When Things Got Too Weird for Ripley
Notwithstanding the fact that he still received
more letters every year than anyone on earth,
including Santa Claus — Believe It Or Not —
his sinking fits of despair started to occur
with frightening regularity after the war;
on his way to the far East for the first time
since Pearl Harbor Day, he stood on the plucked
turkey-breast hull of a sunken battleship,
the Arizona, looking down at his well-shod feet
as though the rolled steel were transparent,
as if he could see the innocently disarrayed
skeletons of the young men still entombed within —
Believe It Or Not — his full, delicate lips stretched
over his protruding teeth, speechless for
the first time in fifty-odd years. Oddly, he
couldn’t take his mind off the Tibetan skull-bowl
at home, he felt the hinged roof of the bowl
under his cold, stiff fingers, he tasted warm
sacramental blood and wine, mixed in equal parts,
sharp and bitter against the roof of his mouth
like the blade of a rusty iron sword.
For the cameras, he read aloud the notes
he had with him, but his voice wasn’t his anymore,
it was the gentle, quavery voice of an old, old man.

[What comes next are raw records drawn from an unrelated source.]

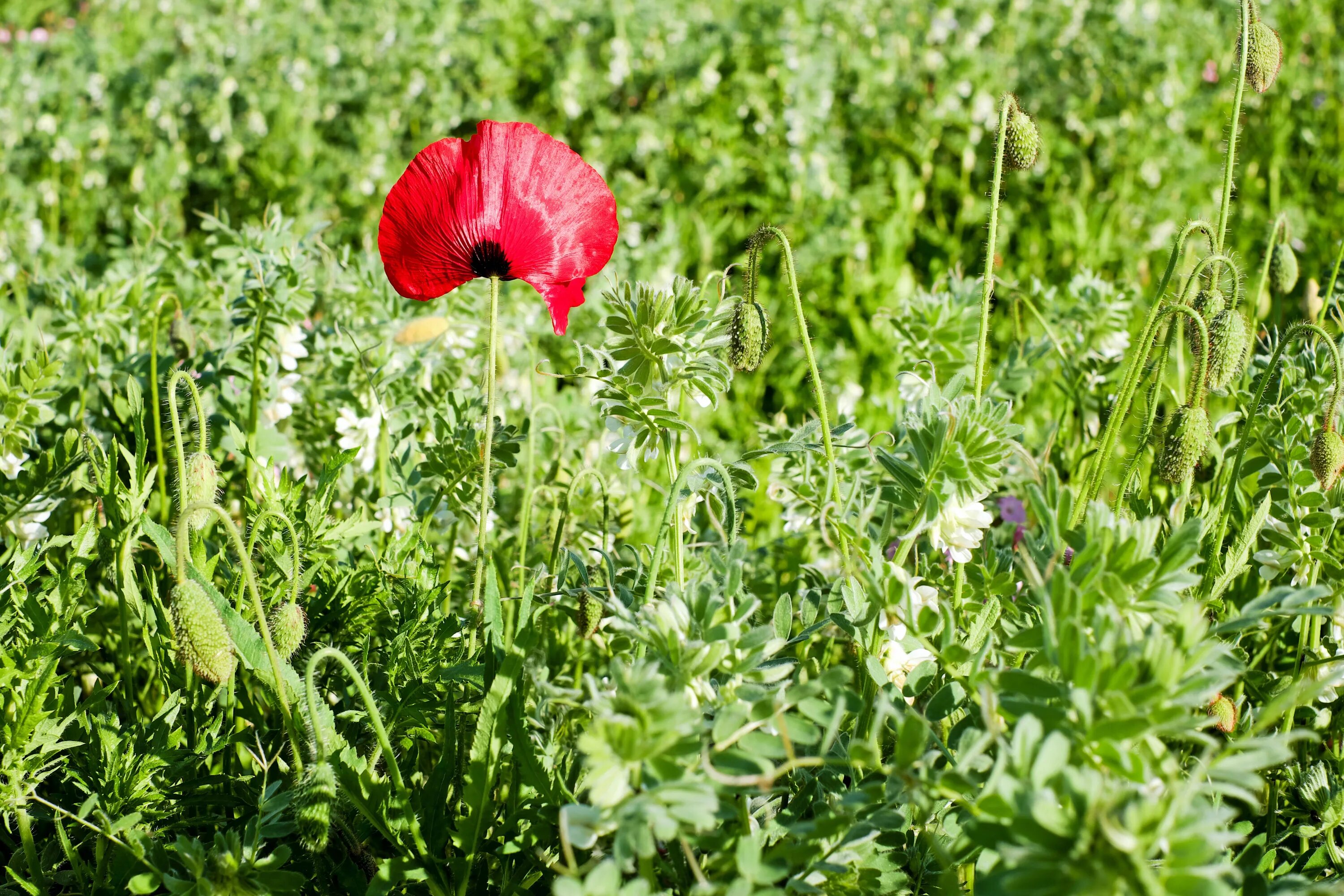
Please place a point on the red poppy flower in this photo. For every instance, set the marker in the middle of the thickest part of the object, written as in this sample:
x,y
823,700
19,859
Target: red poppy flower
x,y
511,203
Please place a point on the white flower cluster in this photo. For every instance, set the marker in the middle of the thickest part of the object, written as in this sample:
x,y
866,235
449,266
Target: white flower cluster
x,y
960,527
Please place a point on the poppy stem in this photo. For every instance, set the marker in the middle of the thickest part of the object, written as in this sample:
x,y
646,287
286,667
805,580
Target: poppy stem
x,y
492,339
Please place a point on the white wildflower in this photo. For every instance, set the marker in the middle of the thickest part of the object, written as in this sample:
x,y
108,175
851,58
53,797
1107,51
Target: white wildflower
x,y
287,397
291,345
960,526
13,464
361,433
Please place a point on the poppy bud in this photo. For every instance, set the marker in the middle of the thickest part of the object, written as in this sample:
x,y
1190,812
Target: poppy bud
x,y
590,614
749,332
182,336
1265,57
288,628
1327,457
1314,788
1022,140
1225,710
312,805
1283,269
199,487
202,638
1187,437
1228,347
1210,304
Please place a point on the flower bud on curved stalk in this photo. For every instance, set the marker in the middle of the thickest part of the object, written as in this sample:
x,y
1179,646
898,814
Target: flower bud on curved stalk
x,y
1225,711
199,485
289,628
312,805
1022,139
1265,57
1283,269
1187,439
749,334
203,640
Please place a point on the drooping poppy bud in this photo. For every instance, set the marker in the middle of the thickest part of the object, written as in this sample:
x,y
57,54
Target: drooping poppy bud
x,y
749,334
312,805
1327,457
1228,346
1283,269
1225,711
199,485
288,628
590,614
1022,140
203,640
1187,437
1265,57
511,203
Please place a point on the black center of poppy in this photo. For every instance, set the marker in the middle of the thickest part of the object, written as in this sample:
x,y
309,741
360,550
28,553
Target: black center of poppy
x,y
488,260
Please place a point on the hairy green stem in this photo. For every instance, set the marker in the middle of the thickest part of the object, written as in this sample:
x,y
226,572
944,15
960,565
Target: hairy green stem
x,y
375,720
276,513
258,609
1225,207
565,516
202,429
1249,428
488,443
988,288
154,396
818,388
1129,383
730,512
1280,224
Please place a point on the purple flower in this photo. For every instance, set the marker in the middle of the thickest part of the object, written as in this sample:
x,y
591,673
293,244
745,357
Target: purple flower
x,y
1011,509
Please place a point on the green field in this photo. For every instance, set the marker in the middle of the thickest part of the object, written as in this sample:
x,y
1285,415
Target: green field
x,y
806,560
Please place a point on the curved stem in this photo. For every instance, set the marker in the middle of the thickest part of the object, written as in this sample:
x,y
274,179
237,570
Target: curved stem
x,y
988,288
487,444
1159,375
154,393
565,517
293,543
818,388
1296,332
1280,224
375,720
730,512
1107,443
1225,209
250,578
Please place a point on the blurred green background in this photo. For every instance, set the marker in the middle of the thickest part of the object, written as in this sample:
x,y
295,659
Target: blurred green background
x,y
862,127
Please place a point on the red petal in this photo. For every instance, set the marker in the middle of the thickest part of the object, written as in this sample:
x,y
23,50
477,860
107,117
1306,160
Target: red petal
x,y
550,213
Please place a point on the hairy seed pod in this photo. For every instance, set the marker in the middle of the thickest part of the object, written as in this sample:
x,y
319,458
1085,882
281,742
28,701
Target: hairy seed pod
x,y
182,336
312,805
1327,457
1283,269
1228,346
288,628
590,614
1225,711
1022,140
749,332
1187,437
199,487
202,638
1265,57
1210,304
1314,788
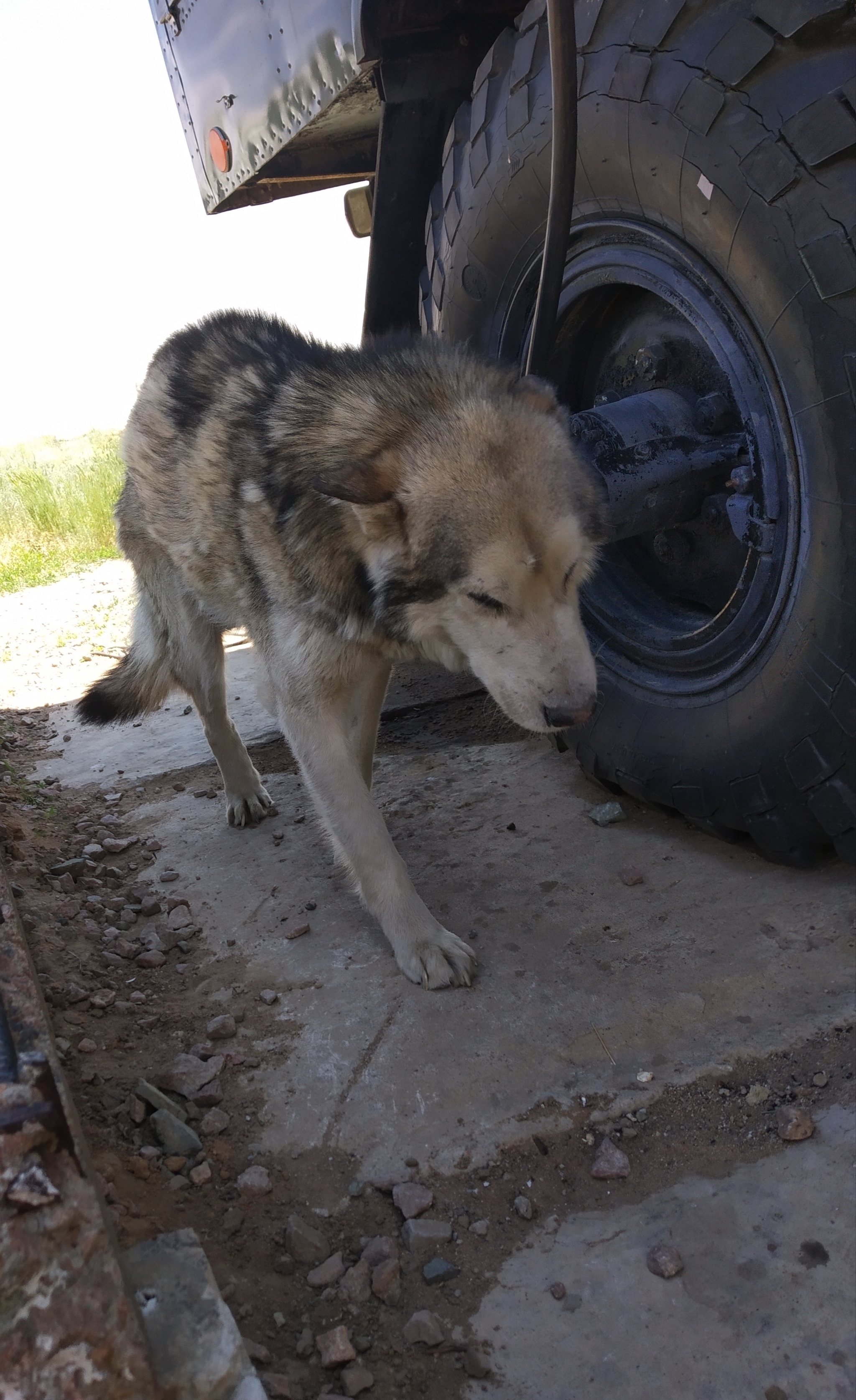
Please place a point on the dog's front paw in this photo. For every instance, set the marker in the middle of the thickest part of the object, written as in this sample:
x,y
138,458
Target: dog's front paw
x,y
438,959
248,808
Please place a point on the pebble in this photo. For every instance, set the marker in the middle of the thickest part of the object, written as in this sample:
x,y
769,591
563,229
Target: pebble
x,y
186,1074
794,1125
633,875
356,1380
222,1028
476,1363
665,1262
440,1272
412,1199
609,1163
424,1326
335,1347
255,1181
177,1137
328,1273
306,1244
420,1235
387,1282
214,1122
606,814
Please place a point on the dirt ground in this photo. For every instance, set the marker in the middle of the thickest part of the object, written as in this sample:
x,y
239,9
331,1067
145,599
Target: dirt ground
x,y
118,1023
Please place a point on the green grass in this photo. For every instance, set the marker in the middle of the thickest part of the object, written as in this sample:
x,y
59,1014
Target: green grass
x,y
56,507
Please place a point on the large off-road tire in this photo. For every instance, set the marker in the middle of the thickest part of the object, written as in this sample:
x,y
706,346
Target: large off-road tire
x,y
714,211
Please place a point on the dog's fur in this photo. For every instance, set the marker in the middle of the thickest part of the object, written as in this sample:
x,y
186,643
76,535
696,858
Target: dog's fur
x,y
350,509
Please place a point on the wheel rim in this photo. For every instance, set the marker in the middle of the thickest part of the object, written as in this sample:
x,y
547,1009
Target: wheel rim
x,y
641,309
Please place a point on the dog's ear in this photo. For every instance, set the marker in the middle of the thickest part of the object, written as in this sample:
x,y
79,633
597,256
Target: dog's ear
x,y
366,482
536,394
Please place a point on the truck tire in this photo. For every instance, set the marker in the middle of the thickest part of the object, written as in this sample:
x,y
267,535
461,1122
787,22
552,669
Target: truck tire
x,y
711,244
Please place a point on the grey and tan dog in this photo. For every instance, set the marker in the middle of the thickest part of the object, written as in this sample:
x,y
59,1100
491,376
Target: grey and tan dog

Although he was just fifty-five, he had the manner
and body of someone thirty years older.
Ever since his first success, he had been
a hard-working, hard-playing man, with the immodest
tastes of an oriental emperor; he earned a million
dollars a year, and knew how to spend it —
on better days, he’d have six smart, well-dressed
women under his roof, for energetic conversation,
for private fun and games. Out on his secluded
spit of land in the middle of Oyster Bay,
they’d barbecue whole pigs, split sides of beef,
and the flavor of the smoked flesh he tore into
was marvelous, marvelous. But, later that day,
on the continuing flight from Hawaii to Japan,
he actually lost track of where he was for a few moments,
and through his puffy, heavy lids, the woman bending
over him with the pitcher of pink lemonade looked
exactly like the love of his life, dead ten years
that month of cancer. Dear, sweet, Ola, he almost said,
then caught himself. Though his temples sweated
copiously, he refused to soil his handkerchief,
letting his shirt become wet, stiff with his salt.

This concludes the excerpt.